Remark: cElementTree is just an alias for the plain Python ElementTree on PyPy and ElementTree uses cElementTree in the background in CPython 3.3, which is why both show the same performance. The memory sizes were measured in forked processes, whereas the PyPy JIT numbers were measured in a repeatedly running process in order to take advantage of the JIT compiler. Note the substantially higher memory load of PyPy here.
Update: I originally reported the forked memory size with the non-forked performance for PyPy. The above now shows both separately. A more real-world comparison would likely yield an even higher memory usage on PyPy than the numbers above, which were mostly meant to give an idea of the memory usage of the in-memory tree (i.e. the data impact).
Juni 26th, 2012 at 05:31
Woo! I””m very happy pypy is doing well with xml, and that lxml is on pypy now! Rejoice.

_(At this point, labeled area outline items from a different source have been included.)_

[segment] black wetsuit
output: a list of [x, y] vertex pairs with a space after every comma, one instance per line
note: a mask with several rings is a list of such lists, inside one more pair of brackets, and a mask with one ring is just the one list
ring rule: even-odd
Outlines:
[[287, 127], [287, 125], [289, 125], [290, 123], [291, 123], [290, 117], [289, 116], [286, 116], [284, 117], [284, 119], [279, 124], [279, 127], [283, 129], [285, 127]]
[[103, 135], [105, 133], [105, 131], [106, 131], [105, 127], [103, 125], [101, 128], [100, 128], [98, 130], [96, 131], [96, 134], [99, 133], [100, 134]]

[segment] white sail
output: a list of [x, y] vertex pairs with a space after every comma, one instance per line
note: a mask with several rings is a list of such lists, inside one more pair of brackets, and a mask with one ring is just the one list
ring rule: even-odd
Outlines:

Can you publish results without warming up the jit? This is a more reasonable case for some of my tools. cmd line tools that, Parse xml, do something, quit process. I think your tests would be a good to guide on performance for long running python web servers that parse xml though.
Juni 26th, 2012 at 10:33
I updated the numbers to more correctly reflect the PyPy behaviour with and without JIT warming. Note the huge memory usage of PyPy after JIT warming.
Juni 26th, 2012 at 22:36
Hi Stefan
I think the pypy memory usage is not really acceptable. I would be happy to look how to improve the situation (maybe you cannot, but who knows). It”’’s definitely not just “jitted code”.

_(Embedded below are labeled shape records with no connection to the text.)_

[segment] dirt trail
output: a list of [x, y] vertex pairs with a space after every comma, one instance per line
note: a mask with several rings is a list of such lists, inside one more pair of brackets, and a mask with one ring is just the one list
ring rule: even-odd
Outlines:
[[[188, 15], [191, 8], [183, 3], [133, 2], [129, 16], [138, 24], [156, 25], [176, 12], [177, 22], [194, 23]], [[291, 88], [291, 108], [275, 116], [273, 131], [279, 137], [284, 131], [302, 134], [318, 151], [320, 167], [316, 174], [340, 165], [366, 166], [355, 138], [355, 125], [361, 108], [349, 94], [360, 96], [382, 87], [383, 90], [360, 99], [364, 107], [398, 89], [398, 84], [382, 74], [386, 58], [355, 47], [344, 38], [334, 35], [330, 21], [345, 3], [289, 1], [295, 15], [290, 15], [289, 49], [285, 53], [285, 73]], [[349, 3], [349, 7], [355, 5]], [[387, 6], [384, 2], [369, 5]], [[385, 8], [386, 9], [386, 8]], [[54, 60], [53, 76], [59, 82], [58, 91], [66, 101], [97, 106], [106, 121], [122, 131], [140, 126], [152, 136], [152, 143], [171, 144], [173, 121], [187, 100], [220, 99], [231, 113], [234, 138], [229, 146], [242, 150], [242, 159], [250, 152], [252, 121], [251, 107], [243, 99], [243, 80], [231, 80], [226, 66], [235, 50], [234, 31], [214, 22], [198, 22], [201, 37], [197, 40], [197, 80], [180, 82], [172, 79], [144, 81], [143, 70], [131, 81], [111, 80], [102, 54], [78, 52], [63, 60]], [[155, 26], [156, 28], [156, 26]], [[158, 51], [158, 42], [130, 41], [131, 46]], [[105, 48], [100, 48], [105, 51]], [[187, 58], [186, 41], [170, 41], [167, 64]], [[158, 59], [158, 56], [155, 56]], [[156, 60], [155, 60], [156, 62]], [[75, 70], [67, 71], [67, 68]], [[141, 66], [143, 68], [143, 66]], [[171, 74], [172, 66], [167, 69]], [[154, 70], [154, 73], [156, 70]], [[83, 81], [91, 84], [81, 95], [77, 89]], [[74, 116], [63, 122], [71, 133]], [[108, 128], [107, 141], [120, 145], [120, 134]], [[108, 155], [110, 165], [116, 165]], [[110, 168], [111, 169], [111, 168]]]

Feel free to post a request to pypy-dev or even a bug (but no promises when I””ll have time to look at it)
Cheers,
fijal
Juni 28th, 2012 at 17:36
Hi Maciej, I agree, the memory usage might hint at a leak - couldn””t look into it yet. If you want to give it a try, I put the code and data files here:
http://lxml.de/etbench.tar.bz2
For lxml, you””ll need the latest github source versions from both lxml and Cython as well as the dev packages of libxml2 and libxslt.
Juli 17th, 2012 at 11:58
For lxml, you””ll need the latest github source versions from both lxml and Cython as well as the dev packages of libxml2 and libxslt.
0.16 (released 2012-04-21) will not work?
Juli 17th, 2012 at 12:04
Right, PyPy support is a feature that is still under development.